Even without an external Identity Provider (IdP), multiple local users can be created to access TSB. This document describes how to add a user to the local Identity Provider.

Create a User

First, a User resource must be created. The following example creates a User named alice under the tetrate organization.

apiVersion: api.tsb.tetrate.io/v2
kind: User
metadata:
  organization: tetrate
  name: alice
spec:
  displayName: TSB alice user
  loginName: alice
  sourceType: MANUAL

To provide the user with roles and permissions, you can refer to Users, Roles and Permissions.

Create the secret

Local user credentials are expected to be stored in the local-user-credentials Kubernetes secret in the Management Plane namespace (tsb by default).

The following snippet shows how to generate the secret containing the SHA-256 hash of the desired password for the just created alice user:

new_user="alice"
new_password="Tetrate1"
new_password_shasum=$(echo -n $new_password | shasum -a 256 | awk '{print $1}')
kubectl -n tsb create secret generic local-user-credentials --from-literal=$new_user=$new_password_shasum --dry-run=client -o yaml

This will output the YAML for the secret with the newly created user, and it can be applied normally with kubectl.

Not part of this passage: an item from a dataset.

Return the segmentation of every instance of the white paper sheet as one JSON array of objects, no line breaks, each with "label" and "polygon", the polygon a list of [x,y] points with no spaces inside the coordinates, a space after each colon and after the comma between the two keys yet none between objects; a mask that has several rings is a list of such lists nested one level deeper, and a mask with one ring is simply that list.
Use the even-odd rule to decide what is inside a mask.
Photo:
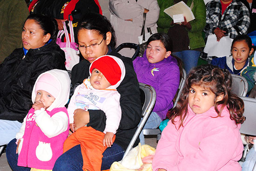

Once the secret has been created, you can wait for the periodical lookup of the secret performed by iam, or you can restart the iam deployment pods to force the changes to be loaded:

kubectl -n tsb rollout restart deployment/iam

The user is now created, and its credentials are loaded into iam. It is now possible to login to TSB.

Update the secret

If you want to add more users, or tweaking existing ones, you can rely on kubectl patch to update the local-user-credentials secret. For example, after having created the corresponding User resource, you can add a new user to the secret as follows:

new_user="bob"
new_password="Tetrate2"
new_password_shasum=$(echo -n $new_password | shasum -a 256 | awk '{print $1}')

kubectl patch secret local-user-credentials -n tsb -p="{\"stringData\":{\"$new_user\": \"$new_password_shasum\"}}"

or update an existing user's password:

user="alice"
new_password="Tetrate3"
new_password_shasum=$(echo -n $new_password | shasum -a 256 | awk '{print $1}')
kubectl patch secret local-user-credentials -n tsb -p="{\"stringData\":{\"$user\": \"$new_password_shasum\"}}"

As previously mentioned, you can now wait for the periodical lookup of the secret performed by iam, or you can restart the iam deployment pods to force the changes to be loaded.